During World War II, Gambian troops fought with the Allies in Burma. The Gambia's capital city served as an air stop for the U.S. Army Air Corps and a port of call for Allied naval convoys. The Gambia became independent from the United Kingdom in 1965. President Yayah Jammeh took power in a military coup d’état in 1994 and remained in office until he was defeated by President Adama Barrow in elections held on December 1, 2016. U.S. policy seeks to strengthen relations with The Gambia through promoting democracy and good governance.

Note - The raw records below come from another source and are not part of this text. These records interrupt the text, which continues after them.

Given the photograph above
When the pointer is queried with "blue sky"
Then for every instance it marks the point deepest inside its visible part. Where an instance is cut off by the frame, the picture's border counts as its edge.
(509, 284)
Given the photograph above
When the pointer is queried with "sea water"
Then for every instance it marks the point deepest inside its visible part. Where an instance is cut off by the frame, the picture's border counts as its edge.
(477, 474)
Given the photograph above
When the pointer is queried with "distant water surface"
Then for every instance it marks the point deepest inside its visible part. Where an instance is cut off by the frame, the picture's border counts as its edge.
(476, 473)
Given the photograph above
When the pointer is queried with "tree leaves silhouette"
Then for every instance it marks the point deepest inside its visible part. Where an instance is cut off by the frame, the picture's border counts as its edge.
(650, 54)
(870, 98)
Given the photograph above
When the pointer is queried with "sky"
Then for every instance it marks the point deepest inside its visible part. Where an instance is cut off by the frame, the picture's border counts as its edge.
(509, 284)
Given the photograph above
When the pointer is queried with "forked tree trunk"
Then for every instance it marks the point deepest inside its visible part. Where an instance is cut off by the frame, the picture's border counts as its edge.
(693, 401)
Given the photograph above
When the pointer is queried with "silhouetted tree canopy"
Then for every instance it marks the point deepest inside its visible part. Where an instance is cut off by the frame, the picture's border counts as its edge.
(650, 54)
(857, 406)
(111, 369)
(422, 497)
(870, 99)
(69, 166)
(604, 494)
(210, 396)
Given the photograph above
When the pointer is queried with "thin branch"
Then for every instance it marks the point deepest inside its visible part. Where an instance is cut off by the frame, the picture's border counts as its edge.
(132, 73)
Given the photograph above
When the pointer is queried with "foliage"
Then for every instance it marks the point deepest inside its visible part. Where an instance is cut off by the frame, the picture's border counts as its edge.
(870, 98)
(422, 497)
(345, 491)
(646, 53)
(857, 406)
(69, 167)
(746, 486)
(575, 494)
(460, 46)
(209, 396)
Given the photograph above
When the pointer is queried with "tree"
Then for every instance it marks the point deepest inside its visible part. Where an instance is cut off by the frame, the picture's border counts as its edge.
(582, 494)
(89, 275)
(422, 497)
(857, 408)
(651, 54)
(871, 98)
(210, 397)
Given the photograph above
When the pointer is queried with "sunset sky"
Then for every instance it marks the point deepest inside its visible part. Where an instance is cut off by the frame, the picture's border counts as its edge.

U.S. Assistance to The Gambia
U.S. assistance supports democracy, human rights, girls' education, agricultural expansion, rural development, refugee support services, and the fight against HIV/AIDS. In addition, the Peace Corps maintains a large program with about 92 volunteers engaged in the environment/agriculture, public health, and education sectors, mainly at the village level. The U.S. also provides limited military training assistance to The Gambia.
Bilateral Economic Relations
In December 2017, POTUS approved the reinstatement of The Gambia’s eligibility for preferential trade benefits under the African Growth and Opportunity Act, effective January 1, 2018. Also in December 2017, the Millennium Challenge Corporation selected The Gambia as eligible to develop a threshold program. A number of U.S. citizens have set up small businesses in The Gambia and several U.S. brand companies such as Western Union, MoneyGram, UPS, Motorola, and Coca Cola are represented in the country.